The paper presents SaMoye, a method for singing-voice conversion in the zero-shot setting. The method extends existing approaches for SVC in a few different ways:

  1. The method attempts to disentangle timbre, content and pitch by combining features from multiple ASR models
  2. The method involves an enhanced set of timbre features by training the speaker encoder in conjunction with the model instead of using a pre-trained and frozen speaker encoder or a speaker embedding table.
  3. The timbre features are also enhanced by mixing the top-3 most similar speakers' embeddings.

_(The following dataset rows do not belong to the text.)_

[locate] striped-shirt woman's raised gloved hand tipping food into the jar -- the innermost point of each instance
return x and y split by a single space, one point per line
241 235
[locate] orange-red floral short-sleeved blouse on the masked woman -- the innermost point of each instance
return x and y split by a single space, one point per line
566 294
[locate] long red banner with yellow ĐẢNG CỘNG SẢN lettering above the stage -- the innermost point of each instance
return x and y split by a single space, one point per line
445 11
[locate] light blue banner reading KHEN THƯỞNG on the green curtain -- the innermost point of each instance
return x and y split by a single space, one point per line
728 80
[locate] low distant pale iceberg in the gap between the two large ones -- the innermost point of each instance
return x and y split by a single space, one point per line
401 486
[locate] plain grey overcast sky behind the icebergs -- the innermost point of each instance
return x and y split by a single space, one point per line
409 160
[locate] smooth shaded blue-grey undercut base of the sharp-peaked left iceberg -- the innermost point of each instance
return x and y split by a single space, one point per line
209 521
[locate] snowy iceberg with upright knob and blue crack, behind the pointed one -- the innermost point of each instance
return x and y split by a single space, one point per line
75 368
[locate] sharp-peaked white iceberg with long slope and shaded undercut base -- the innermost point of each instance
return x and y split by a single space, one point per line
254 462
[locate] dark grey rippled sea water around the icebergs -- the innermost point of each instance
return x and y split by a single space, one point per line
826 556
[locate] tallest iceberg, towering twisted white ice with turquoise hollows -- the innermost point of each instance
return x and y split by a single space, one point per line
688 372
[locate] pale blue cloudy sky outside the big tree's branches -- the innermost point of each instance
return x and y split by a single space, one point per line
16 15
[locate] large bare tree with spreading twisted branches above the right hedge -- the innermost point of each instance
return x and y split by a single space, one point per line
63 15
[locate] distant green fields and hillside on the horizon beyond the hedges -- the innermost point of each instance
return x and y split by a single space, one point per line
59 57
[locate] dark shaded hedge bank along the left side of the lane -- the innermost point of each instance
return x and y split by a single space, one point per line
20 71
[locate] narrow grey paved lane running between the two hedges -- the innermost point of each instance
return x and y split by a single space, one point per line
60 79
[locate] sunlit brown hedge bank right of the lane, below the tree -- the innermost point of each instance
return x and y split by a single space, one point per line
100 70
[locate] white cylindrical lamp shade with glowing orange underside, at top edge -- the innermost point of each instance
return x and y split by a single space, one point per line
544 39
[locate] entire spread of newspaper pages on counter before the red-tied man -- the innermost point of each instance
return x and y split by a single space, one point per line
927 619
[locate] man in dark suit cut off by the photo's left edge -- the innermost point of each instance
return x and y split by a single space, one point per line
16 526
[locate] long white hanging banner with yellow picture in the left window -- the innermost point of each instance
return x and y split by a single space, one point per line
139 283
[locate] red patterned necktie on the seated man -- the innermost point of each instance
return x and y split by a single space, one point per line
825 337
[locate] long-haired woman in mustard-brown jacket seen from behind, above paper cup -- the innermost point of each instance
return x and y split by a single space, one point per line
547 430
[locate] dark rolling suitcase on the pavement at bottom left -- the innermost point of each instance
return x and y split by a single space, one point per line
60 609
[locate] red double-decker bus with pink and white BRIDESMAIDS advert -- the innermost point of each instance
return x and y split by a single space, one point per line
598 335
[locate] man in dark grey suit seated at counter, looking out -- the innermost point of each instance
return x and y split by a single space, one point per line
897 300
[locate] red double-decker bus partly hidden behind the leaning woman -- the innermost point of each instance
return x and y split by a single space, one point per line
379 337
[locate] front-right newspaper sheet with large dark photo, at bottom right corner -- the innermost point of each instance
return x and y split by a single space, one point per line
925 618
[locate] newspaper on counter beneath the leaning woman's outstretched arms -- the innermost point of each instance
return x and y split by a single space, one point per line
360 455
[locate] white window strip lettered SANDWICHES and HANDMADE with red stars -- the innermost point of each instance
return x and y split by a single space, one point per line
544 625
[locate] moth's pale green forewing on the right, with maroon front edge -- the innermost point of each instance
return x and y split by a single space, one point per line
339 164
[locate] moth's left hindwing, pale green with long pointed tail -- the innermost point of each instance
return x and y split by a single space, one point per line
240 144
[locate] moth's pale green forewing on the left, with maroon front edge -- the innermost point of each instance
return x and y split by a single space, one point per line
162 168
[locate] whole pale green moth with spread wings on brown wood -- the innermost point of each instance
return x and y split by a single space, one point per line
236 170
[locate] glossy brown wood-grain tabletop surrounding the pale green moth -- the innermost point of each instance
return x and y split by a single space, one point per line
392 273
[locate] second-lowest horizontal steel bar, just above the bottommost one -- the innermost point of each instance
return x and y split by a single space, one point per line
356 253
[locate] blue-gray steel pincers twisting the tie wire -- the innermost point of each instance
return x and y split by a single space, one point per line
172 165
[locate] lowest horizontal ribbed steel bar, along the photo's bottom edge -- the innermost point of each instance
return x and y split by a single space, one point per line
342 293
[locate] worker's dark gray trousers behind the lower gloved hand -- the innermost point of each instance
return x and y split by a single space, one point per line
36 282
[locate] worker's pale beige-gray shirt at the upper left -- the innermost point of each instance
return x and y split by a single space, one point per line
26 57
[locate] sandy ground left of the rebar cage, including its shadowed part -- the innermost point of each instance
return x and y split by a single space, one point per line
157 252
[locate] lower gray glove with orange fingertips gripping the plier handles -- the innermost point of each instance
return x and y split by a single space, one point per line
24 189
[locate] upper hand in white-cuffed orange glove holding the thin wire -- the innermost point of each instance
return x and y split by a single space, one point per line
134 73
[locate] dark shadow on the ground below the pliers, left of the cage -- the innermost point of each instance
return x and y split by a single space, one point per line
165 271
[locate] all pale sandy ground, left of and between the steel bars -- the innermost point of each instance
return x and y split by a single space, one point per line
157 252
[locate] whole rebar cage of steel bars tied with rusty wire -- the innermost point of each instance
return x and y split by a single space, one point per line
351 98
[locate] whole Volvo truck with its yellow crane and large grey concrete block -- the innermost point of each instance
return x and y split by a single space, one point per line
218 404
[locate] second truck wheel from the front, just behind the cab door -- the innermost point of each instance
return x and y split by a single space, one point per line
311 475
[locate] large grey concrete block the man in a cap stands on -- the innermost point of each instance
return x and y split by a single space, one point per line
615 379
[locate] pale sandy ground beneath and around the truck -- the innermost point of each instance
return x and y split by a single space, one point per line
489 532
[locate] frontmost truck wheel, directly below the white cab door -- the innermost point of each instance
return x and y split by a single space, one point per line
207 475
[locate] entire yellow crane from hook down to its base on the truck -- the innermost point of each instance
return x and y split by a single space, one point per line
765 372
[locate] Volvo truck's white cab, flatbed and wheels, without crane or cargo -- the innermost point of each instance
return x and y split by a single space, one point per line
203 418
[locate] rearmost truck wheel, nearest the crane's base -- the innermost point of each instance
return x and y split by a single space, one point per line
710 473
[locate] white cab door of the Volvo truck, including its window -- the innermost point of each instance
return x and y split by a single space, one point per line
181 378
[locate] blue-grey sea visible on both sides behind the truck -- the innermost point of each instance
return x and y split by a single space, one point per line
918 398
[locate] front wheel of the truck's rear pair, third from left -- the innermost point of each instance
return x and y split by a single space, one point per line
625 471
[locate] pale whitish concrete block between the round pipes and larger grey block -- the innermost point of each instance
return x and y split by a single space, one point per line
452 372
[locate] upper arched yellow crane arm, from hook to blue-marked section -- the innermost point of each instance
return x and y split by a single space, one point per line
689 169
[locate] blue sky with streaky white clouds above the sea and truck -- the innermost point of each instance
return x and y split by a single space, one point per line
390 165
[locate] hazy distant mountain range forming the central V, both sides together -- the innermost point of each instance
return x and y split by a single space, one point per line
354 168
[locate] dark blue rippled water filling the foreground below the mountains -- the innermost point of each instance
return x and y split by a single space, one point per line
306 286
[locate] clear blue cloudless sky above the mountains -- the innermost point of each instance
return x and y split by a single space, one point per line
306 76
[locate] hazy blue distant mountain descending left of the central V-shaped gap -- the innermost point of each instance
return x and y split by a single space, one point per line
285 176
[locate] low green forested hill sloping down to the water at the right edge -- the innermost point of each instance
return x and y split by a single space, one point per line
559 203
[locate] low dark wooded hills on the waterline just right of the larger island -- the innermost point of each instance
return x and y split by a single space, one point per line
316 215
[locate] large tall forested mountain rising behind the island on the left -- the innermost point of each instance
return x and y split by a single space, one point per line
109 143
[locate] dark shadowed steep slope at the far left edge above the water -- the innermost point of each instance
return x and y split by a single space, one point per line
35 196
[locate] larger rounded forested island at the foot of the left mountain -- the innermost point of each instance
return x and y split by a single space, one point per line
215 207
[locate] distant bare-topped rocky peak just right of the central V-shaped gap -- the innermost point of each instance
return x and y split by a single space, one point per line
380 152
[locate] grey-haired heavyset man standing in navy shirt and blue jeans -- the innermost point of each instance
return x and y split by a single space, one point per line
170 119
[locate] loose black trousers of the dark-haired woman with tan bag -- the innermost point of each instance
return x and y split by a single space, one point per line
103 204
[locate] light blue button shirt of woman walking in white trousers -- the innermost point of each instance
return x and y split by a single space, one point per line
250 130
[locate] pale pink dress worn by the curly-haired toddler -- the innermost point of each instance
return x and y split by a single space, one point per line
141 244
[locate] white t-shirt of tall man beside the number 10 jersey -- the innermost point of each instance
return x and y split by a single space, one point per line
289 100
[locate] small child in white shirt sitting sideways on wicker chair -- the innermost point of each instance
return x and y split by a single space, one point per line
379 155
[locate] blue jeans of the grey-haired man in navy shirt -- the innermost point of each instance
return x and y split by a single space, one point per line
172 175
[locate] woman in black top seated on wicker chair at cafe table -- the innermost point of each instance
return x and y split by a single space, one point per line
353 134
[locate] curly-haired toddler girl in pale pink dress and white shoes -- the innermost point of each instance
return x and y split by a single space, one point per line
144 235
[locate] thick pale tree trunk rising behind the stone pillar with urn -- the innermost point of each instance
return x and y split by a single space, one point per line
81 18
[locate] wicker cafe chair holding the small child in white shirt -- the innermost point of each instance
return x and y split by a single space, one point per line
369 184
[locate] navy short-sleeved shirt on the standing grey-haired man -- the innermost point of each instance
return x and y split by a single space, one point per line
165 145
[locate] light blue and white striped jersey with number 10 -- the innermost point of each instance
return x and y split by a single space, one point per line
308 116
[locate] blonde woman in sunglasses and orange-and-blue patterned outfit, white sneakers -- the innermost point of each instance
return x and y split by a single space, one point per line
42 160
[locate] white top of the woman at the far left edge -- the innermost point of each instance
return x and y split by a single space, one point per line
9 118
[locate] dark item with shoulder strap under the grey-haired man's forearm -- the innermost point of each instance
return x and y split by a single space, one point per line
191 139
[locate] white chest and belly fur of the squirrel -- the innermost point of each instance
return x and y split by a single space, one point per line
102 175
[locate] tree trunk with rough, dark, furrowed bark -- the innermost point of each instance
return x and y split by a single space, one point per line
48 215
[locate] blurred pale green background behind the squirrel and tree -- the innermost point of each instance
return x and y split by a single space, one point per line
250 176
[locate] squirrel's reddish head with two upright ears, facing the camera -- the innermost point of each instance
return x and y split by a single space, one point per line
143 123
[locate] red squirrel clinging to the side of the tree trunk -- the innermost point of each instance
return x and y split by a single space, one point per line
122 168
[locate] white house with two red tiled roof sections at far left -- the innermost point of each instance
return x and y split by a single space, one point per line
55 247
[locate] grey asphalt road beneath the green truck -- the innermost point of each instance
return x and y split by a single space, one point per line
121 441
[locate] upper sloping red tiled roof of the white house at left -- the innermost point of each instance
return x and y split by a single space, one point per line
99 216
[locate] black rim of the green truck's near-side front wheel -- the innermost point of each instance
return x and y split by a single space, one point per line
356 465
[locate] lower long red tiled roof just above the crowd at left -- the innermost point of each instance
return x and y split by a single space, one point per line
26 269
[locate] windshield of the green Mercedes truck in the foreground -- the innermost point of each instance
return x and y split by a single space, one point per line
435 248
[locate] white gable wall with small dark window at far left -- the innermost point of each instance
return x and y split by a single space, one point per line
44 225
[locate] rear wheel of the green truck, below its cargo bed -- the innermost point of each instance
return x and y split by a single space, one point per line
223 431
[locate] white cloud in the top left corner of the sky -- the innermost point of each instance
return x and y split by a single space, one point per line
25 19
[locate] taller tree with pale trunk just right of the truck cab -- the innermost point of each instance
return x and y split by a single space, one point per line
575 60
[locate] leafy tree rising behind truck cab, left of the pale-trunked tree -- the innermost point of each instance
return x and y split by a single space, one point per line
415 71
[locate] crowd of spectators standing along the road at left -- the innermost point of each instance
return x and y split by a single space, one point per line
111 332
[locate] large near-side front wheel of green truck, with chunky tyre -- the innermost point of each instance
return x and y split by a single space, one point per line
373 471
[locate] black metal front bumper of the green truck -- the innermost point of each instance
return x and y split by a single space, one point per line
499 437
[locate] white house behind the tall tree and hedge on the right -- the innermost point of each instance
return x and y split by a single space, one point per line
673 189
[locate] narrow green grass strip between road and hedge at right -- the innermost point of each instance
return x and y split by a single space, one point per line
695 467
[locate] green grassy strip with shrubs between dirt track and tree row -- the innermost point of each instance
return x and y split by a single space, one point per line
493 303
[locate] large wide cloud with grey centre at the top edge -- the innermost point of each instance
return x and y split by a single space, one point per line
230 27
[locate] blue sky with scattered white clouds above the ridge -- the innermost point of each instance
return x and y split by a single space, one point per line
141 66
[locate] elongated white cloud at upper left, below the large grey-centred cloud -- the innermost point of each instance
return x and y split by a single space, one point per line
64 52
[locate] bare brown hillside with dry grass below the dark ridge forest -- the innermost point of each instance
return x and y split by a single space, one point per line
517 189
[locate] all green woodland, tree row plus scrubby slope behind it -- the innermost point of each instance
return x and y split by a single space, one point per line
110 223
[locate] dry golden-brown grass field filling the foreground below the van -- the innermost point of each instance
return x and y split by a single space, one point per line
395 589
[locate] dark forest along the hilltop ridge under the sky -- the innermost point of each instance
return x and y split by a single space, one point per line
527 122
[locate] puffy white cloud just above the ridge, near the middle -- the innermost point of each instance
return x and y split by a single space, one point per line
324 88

The paper involves a large collation of singing voice datasets and the authors perform both subjective and objective tests to evaluate their method.

优点

The paper's objectives are very clear and the figures do a good job of explaining how the model architecture works. The paper does a thorough evaluation of their proposed ideas in the ablation studies showing the validity of each of their contribution.

缺点

The insights from this paper do not seem very significant for the community at large. The main idea is to incorporate more data, and add more conditioning variables to disentangle timbre, content and pitch. However, even then, the contributions in the paper seem very narrow. The authors have stated that previous work has utilized various speech encoders to try to disentangle content. Here, they used a combination of encoders instead.

Another complaint is that the paper seems not very polished and needs a round of proofreading. It also seems like the template is different from the ICLR paper template. The bottom margin has a lot of space and the text width seems wider.

问题

I guess the main question is, how are the findings in the paper significant for the broader community? While it is true that the method proposed involves steps that have not been explored in this specific topic, I am interested in seeing if there are resuable insights for the general audience.

撤稿通知

I have read and agree with the venue's withdrawal policy on behalf of myself and my co-authors.